Джун рассказала ему историю своей жизни. Ее удочерили. Это его расстроило, он сделал ее сиротой во второй раз. Она выросла в Филадельфии, училась в частной школе в Мэриленде, в колледже в Вермонте, семестр в Японии, потом Нью-Йорк, работала в журнале, друг переехал в Лос-Анджелес, она переехала с ним, потом они расстались, она встретила Кахане, устроилась на работу в банке, это было два года назад. Ей было двадцать девять. Она любила своего отца и говорила о нем с уважением. Он был магнатом средней руки, великолепным спортсменом и гостеприимным хозяином. С матерью отношения были сложные. Был брат – студент юридического факультета в Станфорде. Биологический сын ее родителей. В ее словах звучала обида.
Они съели плохой ужин в большом ресторане, а затем снова гуляли по улицам, ведущим в гору, откуда из-за высокой церкви открывался вид на город.
Гриффин осмотрелся; он был уверен, что полицейские перестали за ними следить, после того как они вышли из отеля. Когда они поднимались по крутым ступеням, он повернул Джун к себе и прижал к решетке двери винного магазина.
– Что ты делаешь? – спросила она, зная ответ.
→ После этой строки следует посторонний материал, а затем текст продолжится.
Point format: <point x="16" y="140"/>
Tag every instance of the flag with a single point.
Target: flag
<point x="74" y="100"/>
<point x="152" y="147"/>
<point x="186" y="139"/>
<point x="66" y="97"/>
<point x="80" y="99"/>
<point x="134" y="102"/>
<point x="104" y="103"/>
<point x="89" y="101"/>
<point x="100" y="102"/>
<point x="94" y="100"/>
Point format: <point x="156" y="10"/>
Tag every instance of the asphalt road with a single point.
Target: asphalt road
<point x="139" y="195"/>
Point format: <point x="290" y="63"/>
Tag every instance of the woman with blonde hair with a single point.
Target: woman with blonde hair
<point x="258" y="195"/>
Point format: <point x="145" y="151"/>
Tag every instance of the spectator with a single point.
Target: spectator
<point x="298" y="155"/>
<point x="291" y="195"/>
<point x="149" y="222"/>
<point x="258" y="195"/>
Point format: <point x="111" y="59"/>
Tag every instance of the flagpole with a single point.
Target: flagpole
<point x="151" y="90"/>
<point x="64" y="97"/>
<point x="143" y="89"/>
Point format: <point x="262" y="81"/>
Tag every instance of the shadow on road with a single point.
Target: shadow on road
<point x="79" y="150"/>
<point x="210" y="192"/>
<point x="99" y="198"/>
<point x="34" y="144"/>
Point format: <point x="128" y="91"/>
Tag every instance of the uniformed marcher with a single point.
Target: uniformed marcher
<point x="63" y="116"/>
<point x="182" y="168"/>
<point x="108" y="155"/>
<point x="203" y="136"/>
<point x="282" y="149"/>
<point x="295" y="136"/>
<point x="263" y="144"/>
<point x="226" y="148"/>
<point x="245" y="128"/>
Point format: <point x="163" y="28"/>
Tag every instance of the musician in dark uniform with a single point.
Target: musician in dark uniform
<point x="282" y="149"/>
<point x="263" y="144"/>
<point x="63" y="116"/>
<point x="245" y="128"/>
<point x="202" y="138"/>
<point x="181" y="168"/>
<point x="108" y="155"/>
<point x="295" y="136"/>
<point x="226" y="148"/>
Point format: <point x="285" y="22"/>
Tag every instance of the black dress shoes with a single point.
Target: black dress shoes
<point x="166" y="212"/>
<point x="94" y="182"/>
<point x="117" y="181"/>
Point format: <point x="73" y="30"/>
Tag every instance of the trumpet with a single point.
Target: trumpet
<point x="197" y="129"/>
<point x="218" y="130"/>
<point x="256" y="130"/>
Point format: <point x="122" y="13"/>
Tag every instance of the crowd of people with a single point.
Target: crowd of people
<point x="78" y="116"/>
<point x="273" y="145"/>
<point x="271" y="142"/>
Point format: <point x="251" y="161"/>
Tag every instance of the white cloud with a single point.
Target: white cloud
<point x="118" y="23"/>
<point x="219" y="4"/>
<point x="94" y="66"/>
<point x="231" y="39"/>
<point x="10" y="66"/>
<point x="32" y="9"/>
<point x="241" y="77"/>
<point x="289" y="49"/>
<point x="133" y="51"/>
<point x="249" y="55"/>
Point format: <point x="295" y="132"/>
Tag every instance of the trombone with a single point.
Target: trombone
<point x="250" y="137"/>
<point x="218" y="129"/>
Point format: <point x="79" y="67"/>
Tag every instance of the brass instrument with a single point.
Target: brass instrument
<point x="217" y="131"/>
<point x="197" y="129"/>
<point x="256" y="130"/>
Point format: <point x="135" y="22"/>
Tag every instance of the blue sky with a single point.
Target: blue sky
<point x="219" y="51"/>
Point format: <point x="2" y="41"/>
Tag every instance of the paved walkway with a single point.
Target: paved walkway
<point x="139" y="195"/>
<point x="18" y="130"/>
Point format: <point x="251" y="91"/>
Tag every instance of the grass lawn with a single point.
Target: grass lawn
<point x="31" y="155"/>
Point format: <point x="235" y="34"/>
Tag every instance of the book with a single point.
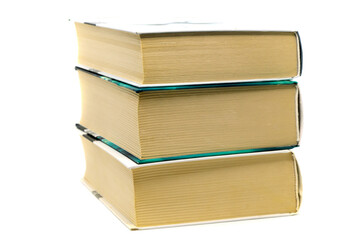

Поцелуй его испугал. Возможно, это был лучший поцелуй в его жизни. Возможно, он впервые целовал равного партнера. В чем причина? В Кахане или в Джун? Он почувствовал человека, которого убил? Или она почувствовала убийну, а через него – своего убитого любовника? Он понял, что она крупнее и выше большинства женщин, которых он целовал, крупнее Бонни Шероу. Он спал с актрисами, но они обычно прижимались к нему, ища защиты. Его принимали хрупкие женщины с тонкими косточками, но он всегда чувствовал себя самозванцем. Да, между ними был Кахане, они оба целовали что-то между ними, призрак, который их связывал. Они оба были по одну сторону зеркала. Он был способен на все. Он задрал ее платье, она целовала его сильнее. Его руки проникли в ее трусики, она схватила его за плечи. Он остановился. Она взяла его за руку, и они стали подниматься вверх по ступеням. Свернули на другую улицу. Он прижал ее к косяку двери и расстегнул ширинку. Задрал ее платье выше талии и потерся об ее широкий мягкий живот. Он не был уверен, сможет ли она кончить в таком положении, и опустил платье.
– Что не так? – спросила она.
Она была готова позволить ему кончить ей на живот в переулке? Да.
– Вернемся в отель.
Он знал: она подумала, что он боится лечь на тротуар.
Вернувшись в номер, он налил минеральной воды в бокалы для шампанского и вышел на балкон – посмотреть, на месте ли полицейские.
В саду никого не было. Джун подошла сзади и обняла его, прижавшись подбородком к его плечу. Он провел рукой по ее ноге, собрал в кулак платье и стал тянуть его вверх, пока его руки снова не оказались в ее трусиках.
Они лежали на постели и смотрели на верхушки пальм и крышу за садом. В комнате было жарко.
– Давай я включу кондиционер, – сказал он.
– Не надо. Мне так нравится. Тебе разве нет?
– Нравится.
Бонни включила бы кондиционер. Бонни пошла бы в душ, как только они бы вернулись. Бонни не позволила бы ему тереться членом о ее живот в мексиканском переулке посреди ночи.
Они прижимались друг к другу своими глупыми жирными телами и потели. Он не хотел проникать внутрь нее. Он ласкал ее рукой, нежно, и она кончила. Он дал ей отдохнуть и снова довел до оргазма. Она перевернула его на спину, и он смотрел, как она смотрит на него. Взглядами обменивались две формы жизни, два скопления организованных клеток, и он хотел, чтобы она увидела в его глазах убийство. Она поцеловала его, и он понял, что ей удалось увидеть одну лишь боль.